Das Immunsystem des Menschen dient der Abwehr von Krankheitserregern verschiedener Art. Es wird eine unspezifische (angeborene) Immunabwehr, die jegliche Fremdstoffe zu beseitigen versucht, und eine spezifische (erworbene) Immunabwehr, die gezielt einen bestimmten Krankheitskeim angreift, unterschieden. Zum Immunsystem gehören verschiedene Mechanismen und Strukturen, beispielsweise Abwehrzellen und Antikörper. Störungen des Immunsystems führen oft zu Krankheiten.
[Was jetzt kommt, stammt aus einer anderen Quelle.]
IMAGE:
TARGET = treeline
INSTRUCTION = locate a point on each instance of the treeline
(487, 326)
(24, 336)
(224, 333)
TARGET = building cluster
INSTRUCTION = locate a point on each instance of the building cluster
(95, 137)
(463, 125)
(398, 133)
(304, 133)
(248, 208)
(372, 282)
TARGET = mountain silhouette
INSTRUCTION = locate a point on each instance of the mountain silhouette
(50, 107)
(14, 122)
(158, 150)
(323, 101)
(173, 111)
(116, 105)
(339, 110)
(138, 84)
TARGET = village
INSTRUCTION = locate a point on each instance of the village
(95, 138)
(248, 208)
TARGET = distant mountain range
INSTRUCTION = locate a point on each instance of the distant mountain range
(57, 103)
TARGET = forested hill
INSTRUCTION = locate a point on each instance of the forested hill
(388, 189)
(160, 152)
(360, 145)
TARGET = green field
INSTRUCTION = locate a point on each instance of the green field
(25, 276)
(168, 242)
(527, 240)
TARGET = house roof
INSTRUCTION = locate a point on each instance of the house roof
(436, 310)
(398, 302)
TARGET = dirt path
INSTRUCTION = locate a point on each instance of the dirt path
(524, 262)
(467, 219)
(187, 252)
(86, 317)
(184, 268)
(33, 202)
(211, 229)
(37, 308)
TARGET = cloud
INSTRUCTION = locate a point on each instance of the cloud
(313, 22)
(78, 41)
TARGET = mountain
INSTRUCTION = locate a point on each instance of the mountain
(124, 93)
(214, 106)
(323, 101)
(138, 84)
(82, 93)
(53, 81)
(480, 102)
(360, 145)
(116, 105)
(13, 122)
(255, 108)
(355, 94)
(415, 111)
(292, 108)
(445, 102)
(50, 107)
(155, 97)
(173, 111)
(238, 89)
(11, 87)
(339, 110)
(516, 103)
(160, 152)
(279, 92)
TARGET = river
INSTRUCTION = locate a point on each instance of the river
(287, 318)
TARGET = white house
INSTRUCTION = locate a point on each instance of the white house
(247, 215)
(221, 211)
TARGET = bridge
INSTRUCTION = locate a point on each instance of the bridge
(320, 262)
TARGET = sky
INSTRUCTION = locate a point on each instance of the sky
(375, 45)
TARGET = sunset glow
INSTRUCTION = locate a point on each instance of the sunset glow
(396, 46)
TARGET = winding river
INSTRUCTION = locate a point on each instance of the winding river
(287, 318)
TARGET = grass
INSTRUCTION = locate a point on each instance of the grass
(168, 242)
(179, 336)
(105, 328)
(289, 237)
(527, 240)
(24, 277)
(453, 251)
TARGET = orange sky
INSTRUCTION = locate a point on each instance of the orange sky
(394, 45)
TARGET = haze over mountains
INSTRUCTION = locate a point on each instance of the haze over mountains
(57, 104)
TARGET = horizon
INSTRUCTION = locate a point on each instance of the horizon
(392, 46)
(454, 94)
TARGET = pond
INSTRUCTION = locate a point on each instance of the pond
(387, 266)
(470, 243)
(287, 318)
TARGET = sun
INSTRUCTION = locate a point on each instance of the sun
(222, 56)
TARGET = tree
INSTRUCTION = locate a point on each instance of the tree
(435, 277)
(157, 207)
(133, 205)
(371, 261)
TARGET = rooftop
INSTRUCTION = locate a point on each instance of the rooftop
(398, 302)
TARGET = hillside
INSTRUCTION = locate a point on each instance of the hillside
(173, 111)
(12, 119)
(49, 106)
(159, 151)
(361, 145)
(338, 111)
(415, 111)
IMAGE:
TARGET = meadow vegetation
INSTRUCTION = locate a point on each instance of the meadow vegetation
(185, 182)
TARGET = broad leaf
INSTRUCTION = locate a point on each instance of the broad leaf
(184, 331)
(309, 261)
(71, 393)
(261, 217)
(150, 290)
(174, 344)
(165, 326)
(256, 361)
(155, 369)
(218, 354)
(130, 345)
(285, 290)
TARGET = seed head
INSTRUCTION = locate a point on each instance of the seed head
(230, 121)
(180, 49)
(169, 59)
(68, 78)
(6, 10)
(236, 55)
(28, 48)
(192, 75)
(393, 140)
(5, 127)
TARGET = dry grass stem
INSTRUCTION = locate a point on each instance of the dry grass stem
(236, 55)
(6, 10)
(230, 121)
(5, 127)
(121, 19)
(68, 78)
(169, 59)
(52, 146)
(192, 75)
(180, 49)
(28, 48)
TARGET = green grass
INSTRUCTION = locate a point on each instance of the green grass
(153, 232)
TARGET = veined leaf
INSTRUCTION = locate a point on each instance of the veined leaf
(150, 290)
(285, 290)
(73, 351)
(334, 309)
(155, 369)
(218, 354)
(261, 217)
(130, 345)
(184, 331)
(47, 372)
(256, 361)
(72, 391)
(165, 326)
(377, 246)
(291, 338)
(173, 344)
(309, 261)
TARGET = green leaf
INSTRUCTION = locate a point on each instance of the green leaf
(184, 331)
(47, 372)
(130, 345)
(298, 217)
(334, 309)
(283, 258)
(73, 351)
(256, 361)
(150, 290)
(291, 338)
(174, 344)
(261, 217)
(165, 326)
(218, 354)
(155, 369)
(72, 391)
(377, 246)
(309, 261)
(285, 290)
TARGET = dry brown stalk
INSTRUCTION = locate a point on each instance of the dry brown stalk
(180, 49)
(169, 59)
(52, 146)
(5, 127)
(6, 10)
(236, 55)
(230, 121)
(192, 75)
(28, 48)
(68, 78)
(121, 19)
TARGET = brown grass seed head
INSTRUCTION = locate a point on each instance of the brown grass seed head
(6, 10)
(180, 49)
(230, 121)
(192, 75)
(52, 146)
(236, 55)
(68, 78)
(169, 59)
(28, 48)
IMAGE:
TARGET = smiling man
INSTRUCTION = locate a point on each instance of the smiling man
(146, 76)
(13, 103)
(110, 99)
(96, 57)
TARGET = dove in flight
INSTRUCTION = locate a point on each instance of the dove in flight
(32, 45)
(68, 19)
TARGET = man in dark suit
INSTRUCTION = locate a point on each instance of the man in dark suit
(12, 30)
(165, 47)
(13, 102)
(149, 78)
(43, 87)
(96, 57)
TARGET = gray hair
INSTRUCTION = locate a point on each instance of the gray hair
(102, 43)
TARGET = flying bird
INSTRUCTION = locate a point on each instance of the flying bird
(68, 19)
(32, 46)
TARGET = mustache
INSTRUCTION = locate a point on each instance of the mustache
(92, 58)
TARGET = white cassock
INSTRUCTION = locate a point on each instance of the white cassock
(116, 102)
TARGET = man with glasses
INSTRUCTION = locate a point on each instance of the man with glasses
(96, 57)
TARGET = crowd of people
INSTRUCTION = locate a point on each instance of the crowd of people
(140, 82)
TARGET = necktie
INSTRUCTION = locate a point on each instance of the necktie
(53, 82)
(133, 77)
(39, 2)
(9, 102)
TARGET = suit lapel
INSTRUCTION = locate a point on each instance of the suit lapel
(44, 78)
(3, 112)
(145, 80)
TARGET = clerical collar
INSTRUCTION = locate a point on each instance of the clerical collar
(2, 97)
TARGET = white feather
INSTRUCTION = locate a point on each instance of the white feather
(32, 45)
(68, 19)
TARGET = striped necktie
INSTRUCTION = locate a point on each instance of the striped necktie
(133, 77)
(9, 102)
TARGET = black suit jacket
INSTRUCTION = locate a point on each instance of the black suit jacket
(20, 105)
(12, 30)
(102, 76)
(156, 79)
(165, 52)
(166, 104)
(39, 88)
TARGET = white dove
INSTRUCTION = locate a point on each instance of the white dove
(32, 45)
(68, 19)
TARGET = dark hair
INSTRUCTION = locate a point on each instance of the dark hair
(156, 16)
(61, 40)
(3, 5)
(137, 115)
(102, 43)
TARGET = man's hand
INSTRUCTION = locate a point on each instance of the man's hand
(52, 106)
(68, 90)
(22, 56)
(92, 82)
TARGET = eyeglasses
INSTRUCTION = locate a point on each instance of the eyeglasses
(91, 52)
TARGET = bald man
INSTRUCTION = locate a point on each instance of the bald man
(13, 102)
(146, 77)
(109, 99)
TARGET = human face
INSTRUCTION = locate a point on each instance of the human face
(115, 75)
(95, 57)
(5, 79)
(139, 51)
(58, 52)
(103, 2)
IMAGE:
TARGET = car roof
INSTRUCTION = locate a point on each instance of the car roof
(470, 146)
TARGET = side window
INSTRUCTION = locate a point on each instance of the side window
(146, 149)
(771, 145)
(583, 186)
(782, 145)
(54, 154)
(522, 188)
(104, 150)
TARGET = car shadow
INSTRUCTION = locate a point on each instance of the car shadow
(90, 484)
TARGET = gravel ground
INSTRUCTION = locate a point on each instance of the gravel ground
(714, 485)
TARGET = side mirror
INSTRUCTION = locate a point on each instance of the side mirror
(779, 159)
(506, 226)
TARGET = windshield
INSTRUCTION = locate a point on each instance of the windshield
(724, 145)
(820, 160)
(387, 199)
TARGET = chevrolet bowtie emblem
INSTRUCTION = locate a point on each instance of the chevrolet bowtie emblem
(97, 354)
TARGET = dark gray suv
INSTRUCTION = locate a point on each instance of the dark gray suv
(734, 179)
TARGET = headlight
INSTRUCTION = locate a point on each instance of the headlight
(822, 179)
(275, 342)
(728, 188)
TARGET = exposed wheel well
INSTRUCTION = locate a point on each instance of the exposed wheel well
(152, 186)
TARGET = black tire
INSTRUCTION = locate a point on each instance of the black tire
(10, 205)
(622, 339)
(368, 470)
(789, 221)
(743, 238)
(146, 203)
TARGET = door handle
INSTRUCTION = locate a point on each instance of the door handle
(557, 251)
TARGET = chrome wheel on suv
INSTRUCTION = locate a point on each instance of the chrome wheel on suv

Im Prinzip versucht das Immunsystem, alle krankmachenden Substanzen und Keime unschädlich zu machen. Dies betrifft Bakterien und Viren, Pilze und Parasiten (z. B. Malariaerreger, Würmer), aber auch fremde Eiweißstoffe, Giftstoffe, so genannte freie Radikale (oft krebserregende spezielle Atome oder Moleküle) und sogar veränderte körpereigene Zellen (z. B. Krebszellen).
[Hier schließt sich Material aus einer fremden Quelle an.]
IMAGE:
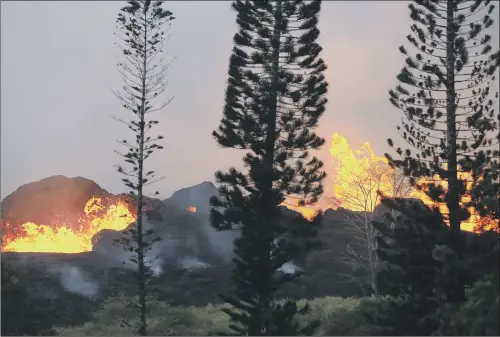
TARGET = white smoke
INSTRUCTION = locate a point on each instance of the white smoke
(155, 264)
(288, 268)
(72, 279)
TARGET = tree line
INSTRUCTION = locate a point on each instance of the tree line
(275, 96)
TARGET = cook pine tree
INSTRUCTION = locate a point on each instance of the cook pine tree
(446, 93)
(274, 98)
(142, 32)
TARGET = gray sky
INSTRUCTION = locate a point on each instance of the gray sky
(57, 68)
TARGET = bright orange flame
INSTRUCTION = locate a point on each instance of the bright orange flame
(64, 238)
(474, 220)
(359, 174)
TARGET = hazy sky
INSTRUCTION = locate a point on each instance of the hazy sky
(57, 70)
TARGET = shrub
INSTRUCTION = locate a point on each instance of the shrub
(339, 316)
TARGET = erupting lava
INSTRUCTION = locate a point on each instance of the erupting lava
(64, 238)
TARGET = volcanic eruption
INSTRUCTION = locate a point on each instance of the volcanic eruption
(359, 174)
(62, 237)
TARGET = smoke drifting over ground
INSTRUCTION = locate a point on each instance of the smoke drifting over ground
(73, 280)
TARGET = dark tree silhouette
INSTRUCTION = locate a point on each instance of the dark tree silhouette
(445, 94)
(142, 34)
(274, 99)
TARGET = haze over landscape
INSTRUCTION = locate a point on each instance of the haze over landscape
(255, 241)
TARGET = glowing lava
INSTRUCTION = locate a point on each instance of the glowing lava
(64, 238)
(357, 176)
(474, 222)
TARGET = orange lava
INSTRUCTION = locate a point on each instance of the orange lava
(359, 174)
(68, 239)
(474, 222)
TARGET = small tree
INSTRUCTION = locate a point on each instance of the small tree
(445, 96)
(361, 193)
(274, 99)
(142, 34)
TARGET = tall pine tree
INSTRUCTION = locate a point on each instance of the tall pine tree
(142, 34)
(410, 274)
(274, 99)
(445, 94)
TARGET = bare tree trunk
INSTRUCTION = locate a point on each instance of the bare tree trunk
(452, 196)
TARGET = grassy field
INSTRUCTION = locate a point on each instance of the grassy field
(338, 316)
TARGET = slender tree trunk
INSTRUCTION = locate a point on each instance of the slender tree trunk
(452, 198)
(267, 195)
(140, 240)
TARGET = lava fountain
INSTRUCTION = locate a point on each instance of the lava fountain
(67, 238)
(359, 174)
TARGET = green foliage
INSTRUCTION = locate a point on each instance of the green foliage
(444, 94)
(478, 315)
(142, 34)
(337, 316)
(20, 314)
(274, 99)
(416, 270)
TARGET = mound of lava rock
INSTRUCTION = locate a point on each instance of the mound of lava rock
(54, 199)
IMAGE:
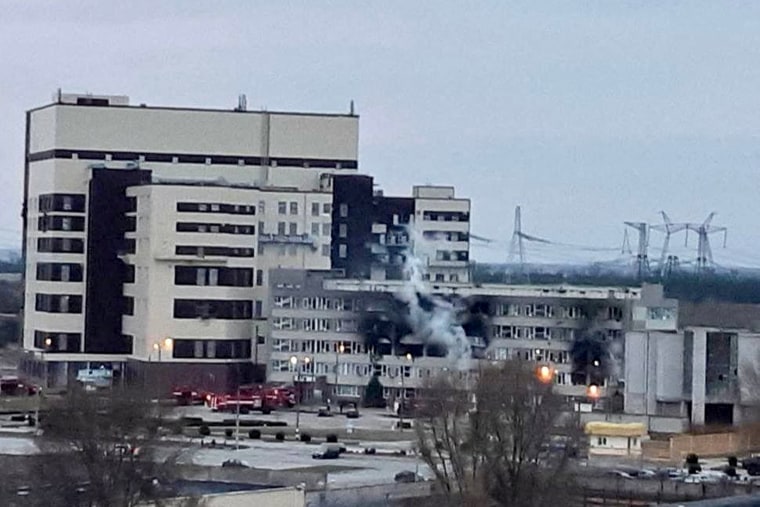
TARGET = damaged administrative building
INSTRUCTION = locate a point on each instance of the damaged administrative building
(405, 332)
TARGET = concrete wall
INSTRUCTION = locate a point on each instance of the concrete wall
(280, 497)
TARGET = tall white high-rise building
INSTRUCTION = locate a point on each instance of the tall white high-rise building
(149, 232)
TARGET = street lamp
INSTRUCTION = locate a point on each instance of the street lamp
(341, 349)
(402, 372)
(294, 363)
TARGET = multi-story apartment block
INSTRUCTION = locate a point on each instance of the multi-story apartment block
(325, 318)
(374, 233)
(149, 232)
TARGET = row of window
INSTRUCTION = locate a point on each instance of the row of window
(62, 202)
(60, 223)
(446, 216)
(186, 158)
(205, 207)
(328, 369)
(228, 309)
(544, 333)
(211, 349)
(318, 346)
(215, 228)
(447, 255)
(59, 272)
(445, 236)
(317, 303)
(317, 324)
(57, 342)
(60, 245)
(213, 251)
(565, 312)
(216, 276)
(58, 303)
(531, 354)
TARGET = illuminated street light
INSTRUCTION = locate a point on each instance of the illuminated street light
(545, 374)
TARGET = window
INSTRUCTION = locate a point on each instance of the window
(53, 341)
(60, 245)
(60, 223)
(58, 303)
(59, 272)
(204, 207)
(212, 251)
(211, 349)
(228, 309)
(62, 202)
(221, 276)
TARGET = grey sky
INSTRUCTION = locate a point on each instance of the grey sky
(585, 113)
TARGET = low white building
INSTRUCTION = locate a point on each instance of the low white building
(615, 439)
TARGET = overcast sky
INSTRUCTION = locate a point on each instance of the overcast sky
(585, 113)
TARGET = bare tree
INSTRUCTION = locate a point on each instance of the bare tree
(101, 451)
(503, 443)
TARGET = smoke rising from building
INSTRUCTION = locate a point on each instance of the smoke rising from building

Damit schädliche Stoffe und Mikroorganismen gar nicht erst in den menschlichen Körper eindringen, bestehen einige Schutzbarrieren. Diese können gewissermaßen auch schon zum Immunsystem gezählt werden. Ein wichtiges Schutzorgan stellt die Haut dar. Die Haut wirkt nicht nur als mechanische Barriere, sondern weist auch einen sauren pH-Wert auf. Dadurch werden viele pathogene (Krankheit erzeugende) Keime bereits abgewehrt, während Bakterien der natürlichen Hautflora gut dort leben können und weiteren Schutz bieten. Auch die Schleimhäute schützen den Körper vor Erregern, indem sie anschwellen können und Sekret absondern. Im Atemtrakt sorgen zusätzlich Flimmerhärchen dafür, dass Mikroorganismen und Substanzen nach außen abtransportiert werden. Im Magen besteht durch das stark saure Milieu ein besonders guter Schutz, da die weitaus meisten Keime dort absterben.